Aaron’s commitment to social justice was profound, and defined his life. He was instrumental to the defeat of an Internet censorship bill; he fought for a more democratic, open, and accountable political system; and he helped to create, build, and preserve a dizzying range of scholarly projects that extended the scope and accessibility of human knowledge. He used his prodigious skills as a programmer and technologist not to enrich himself but to make the Internet and the world a fairer, better place. His deeply humane writing touched minds and hearts across generations and continents. He earned the friendship of thousands and the respect and support of millions more.

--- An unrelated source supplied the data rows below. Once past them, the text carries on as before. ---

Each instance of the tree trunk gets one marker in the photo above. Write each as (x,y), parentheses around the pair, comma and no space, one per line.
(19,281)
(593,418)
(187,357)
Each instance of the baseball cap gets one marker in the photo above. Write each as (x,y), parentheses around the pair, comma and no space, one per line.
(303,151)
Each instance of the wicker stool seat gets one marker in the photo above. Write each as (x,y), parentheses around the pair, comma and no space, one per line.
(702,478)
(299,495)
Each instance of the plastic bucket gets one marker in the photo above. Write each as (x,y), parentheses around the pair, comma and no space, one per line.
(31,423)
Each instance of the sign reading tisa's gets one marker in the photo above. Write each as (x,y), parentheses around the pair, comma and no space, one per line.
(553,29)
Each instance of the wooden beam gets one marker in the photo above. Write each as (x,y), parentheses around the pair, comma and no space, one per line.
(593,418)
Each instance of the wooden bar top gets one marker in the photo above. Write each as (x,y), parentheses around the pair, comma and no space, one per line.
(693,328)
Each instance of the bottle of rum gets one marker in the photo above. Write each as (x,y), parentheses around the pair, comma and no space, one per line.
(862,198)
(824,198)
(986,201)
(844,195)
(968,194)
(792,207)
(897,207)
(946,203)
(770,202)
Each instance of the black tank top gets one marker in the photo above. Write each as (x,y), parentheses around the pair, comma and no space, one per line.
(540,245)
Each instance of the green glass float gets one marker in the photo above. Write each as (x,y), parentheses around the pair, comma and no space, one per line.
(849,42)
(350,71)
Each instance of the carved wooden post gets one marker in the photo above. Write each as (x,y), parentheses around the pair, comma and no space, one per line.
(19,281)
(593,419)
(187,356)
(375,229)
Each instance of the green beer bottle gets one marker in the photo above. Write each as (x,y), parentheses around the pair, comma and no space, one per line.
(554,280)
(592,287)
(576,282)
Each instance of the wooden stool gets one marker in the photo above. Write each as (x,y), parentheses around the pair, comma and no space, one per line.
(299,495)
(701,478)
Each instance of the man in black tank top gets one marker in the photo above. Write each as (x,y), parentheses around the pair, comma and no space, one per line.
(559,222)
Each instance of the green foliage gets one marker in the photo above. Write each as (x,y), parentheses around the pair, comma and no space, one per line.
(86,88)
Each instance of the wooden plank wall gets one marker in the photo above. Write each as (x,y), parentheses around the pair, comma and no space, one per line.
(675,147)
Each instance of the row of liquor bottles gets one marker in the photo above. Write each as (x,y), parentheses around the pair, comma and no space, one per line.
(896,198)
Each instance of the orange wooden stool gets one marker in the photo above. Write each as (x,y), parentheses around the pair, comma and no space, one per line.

Aaron’s death is not simply a personal tragedy. It is the product of a criminal justice system rife with intimidation and prosecutorial overreach. Decisions made by officials in the Massachusetts U.S. Attorney’s office and at MIT contributed to his death. The US Attorney’s office pursued an exceptionally harsh array of charges, carrying potentially over 30 years in prison, to punish an alleged crime that had no victims. Meanwhile, unlike JSTOR, MIT refused to stand up for Aaron and its own community’s most cherished principles.
Today, we grieve for the extraordinary and irreplaceable man that we have lost.